What can leaders and influencers like yourself do to foster a positive working culture?

To talk about issues with clarity, humanity and authenticity, to use plain English, and to remember no-one is 100% perfect, we are just human beings.

Take, for example, Antonio Horta-Osorio, CEO of Lloyds taking a leave of absence because of stress. There has been growing concern in companies about mental health, and by being very open about it, Antonio has highlighted the need for change, for modelling different behaviours.

There are always going to be times where you need to send emails on a Saturday or Sunday as a chief executive, it’s not a 9-5 job.  But, if you’re doing it every weekend then you need to think about what that implies to your more junior staff about your approach to work and what you are implicitly expecting of them. Leadership is about putting up sign posts, whether you mean to or not, and as managers take their lead from their managers, you need to consciously put up signposts that point the direction you want.

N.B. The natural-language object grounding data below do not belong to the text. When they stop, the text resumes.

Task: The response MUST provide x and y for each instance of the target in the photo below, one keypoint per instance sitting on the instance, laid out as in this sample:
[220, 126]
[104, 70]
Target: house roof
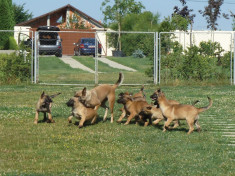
[82, 14]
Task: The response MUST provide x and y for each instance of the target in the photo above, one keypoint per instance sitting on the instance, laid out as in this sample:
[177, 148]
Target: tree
[212, 12]
[233, 17]
[185, 13]
[115, 12]
[20, 14]
[6, 22]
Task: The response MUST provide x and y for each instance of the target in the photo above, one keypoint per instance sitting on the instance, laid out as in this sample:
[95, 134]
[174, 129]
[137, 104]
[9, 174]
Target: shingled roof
[64, 8]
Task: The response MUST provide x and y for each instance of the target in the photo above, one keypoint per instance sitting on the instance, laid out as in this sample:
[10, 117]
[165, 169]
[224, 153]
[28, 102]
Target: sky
[163, 7]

What more needs to be done to encourage wider diversity in organisations?

We are getting better at the obvious stuff like monitoring shortlists, but there are other areas which are more challenging - how inclusive is the workplace culture? Do some of our normal modes of operation actively encourage certain type of people to work here?

Companies need to make themselves aware that some of the things that they’ve always done and not thought of as potentially exclusionary, might be. If you want to be more inclusive, then this needs to change. And it might be something as simple as the number of dinner events that employees are expected to attend. Changing these to events which allow people to get home for seven o’clock is not a benefit for just one group, it will benefit any working parent.

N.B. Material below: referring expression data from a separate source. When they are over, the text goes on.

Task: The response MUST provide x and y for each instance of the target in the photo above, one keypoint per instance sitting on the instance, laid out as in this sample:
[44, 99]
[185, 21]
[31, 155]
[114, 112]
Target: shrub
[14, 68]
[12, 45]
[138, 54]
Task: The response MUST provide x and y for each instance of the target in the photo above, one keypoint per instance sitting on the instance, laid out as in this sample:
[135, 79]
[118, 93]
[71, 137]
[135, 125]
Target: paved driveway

Equally, cultural practices in the business around social mobility are important. One of the challenges that we have is that BAME progression is low because social mobility is low. Our BAME community is disproportionately from less well-off backgrounds and that’s a challenge we need to address as employers by opening up opportunities in our businesses.

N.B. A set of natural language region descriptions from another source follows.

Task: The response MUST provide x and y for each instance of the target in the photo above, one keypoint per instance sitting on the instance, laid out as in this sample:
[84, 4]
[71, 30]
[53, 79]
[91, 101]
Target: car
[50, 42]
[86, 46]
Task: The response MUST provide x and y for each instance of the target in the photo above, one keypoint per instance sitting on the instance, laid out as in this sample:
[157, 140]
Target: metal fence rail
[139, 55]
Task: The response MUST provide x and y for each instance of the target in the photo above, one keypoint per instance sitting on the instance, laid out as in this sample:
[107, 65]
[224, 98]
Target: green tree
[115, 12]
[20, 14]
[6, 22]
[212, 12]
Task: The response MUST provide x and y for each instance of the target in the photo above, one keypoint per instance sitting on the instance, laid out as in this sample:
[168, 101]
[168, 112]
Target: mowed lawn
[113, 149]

If you look at the South Asian community, for example, social mobility has been strong on average in some areas, due to great belief in education as a route to social and economic progress. However, surveys show they have concerns about trusting the apprenticeship route to higher skills – despite the huge opportunities it offers.

This is where education comes into play. Take the West Midlands, which has a large South Asian community but a lack of engineers. If you reach out to the community on the benefits of apprenticeships - you can have fantastic career, be based near home, and earn whilst you learn – then you can start to address this skill gap and open the door for the BAME community to get involved in careers they may not have traditionally chosen.

How can employers and recruiters help to encourage social mobility?

Skill shortages mean that the idea of workforce planning is having a long overdue renaissance, and this is also a space where recruiters can add value by becoming jobs ambassadors, by talent mapping people as they progress through in their careers and by understanding the paths into different careers.

Part of this is about understanding the potential that’s out there and looking at how the candidate and the opportunity is packaged. For example, where there is a skills gap in the market, recruiters need to be having honest conversations with their clients to help them shape their needs. They need to be saying “I know you want a plug and play solution for this job, but there isn’t one. What there is, is a developmental option where you take on someone a little earlier on in their career and train them. The costs and retention benefits of this kind of option for employer are often high.”